A estos músicos no les amarraron las manos de chiquitos, les dieron el poder de la libertad, de divertirse incluso en tiempo de crisis mundial. Por eso juegan a la felicidad y a predicar con la espontaneidad hilarante: el trombonista deja su instrumento por un lado, toma la mano de la dama que de aficionada se convierte en pareja de baile, algunas volteretas y las greñas de ambos regresan a su estado normal, no obstante, la alegría permanece en los labios. Sonrisa al viento.
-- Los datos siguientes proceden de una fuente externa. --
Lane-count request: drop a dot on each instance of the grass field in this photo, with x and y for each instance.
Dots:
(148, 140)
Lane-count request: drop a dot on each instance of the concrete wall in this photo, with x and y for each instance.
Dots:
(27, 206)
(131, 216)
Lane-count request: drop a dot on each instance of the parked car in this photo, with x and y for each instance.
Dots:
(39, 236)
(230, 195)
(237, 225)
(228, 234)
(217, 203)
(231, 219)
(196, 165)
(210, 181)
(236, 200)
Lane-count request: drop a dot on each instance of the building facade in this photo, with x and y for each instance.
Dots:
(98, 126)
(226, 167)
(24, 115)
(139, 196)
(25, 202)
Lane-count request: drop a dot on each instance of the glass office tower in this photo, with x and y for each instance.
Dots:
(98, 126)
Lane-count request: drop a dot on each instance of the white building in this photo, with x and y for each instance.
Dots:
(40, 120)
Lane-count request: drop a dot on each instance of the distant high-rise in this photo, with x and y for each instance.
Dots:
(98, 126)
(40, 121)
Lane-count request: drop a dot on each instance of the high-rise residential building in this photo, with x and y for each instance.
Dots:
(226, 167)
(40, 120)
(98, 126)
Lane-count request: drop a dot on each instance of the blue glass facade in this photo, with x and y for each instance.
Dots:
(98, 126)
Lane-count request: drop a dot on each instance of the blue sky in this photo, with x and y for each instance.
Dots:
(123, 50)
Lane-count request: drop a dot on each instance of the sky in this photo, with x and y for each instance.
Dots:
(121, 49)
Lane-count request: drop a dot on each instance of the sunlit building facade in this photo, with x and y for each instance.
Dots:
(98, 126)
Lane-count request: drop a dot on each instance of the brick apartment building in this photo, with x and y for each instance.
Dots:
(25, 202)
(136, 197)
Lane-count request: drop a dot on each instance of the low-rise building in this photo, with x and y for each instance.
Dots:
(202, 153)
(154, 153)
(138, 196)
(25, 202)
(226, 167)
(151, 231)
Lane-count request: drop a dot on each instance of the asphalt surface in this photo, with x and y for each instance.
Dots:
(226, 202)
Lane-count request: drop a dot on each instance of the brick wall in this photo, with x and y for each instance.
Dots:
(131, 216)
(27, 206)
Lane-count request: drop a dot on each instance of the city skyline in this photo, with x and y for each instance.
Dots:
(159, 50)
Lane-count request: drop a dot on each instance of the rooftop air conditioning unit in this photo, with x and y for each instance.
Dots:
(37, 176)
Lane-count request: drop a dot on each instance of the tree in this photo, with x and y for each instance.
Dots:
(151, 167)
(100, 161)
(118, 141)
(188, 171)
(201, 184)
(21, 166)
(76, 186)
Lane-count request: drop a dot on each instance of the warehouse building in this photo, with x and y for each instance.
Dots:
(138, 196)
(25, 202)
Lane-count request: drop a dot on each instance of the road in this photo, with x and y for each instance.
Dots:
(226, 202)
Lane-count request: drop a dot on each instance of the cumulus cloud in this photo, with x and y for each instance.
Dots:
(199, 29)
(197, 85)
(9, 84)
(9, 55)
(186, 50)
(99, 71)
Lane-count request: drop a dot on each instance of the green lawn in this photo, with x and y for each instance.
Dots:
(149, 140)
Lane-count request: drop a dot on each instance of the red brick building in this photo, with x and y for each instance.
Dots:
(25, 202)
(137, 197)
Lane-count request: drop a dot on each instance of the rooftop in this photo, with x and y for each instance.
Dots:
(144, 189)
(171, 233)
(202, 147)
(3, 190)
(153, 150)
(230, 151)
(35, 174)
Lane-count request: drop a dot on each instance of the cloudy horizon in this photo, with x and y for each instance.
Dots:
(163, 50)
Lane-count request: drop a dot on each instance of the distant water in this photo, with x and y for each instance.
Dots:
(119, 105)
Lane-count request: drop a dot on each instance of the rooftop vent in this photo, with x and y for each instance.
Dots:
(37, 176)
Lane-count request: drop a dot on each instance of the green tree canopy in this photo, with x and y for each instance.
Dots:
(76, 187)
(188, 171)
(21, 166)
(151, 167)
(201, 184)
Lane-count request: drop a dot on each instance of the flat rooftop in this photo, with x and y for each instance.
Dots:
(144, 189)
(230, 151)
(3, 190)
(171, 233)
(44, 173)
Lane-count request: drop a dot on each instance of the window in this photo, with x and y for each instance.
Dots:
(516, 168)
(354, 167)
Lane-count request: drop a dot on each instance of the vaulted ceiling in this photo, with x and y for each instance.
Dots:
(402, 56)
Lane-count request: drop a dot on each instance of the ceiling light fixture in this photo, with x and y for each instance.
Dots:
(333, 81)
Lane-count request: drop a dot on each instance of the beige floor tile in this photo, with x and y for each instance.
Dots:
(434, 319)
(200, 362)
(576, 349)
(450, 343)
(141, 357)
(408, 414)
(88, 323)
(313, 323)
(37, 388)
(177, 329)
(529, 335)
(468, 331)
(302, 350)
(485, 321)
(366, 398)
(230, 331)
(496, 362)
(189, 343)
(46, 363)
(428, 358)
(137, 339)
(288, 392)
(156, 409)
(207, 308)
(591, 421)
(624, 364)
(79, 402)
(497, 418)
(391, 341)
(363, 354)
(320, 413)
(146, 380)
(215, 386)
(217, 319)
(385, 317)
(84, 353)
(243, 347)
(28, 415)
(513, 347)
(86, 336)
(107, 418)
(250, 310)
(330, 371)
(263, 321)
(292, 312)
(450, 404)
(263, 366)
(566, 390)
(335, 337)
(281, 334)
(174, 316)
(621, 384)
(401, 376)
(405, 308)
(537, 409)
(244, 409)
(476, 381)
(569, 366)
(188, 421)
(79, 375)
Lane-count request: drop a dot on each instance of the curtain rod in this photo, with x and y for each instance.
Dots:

Apenas se puede creer, el más bajito de estatura de los músicos es un niño que no rebasa los diez años de edad. Golpea el tambor con todas sus fuerzas, con los ojos a punto de estallarle de emoción observa a sus compañeros que ya se despojan de los instrumentos, porque la faena de la noche en este cielo nublado de Álamos, el trabajo ha terminado.

Los músicos, como los espectadores, bailadores, terminan exhaustos, mañana habrá tiempo para apoderarse nuevamente de las calles, mientras el vestuario, la nariz roja, estará en los estantes esperando tercera llamada para que los integrantes de la Banda Payaso retomen la acción.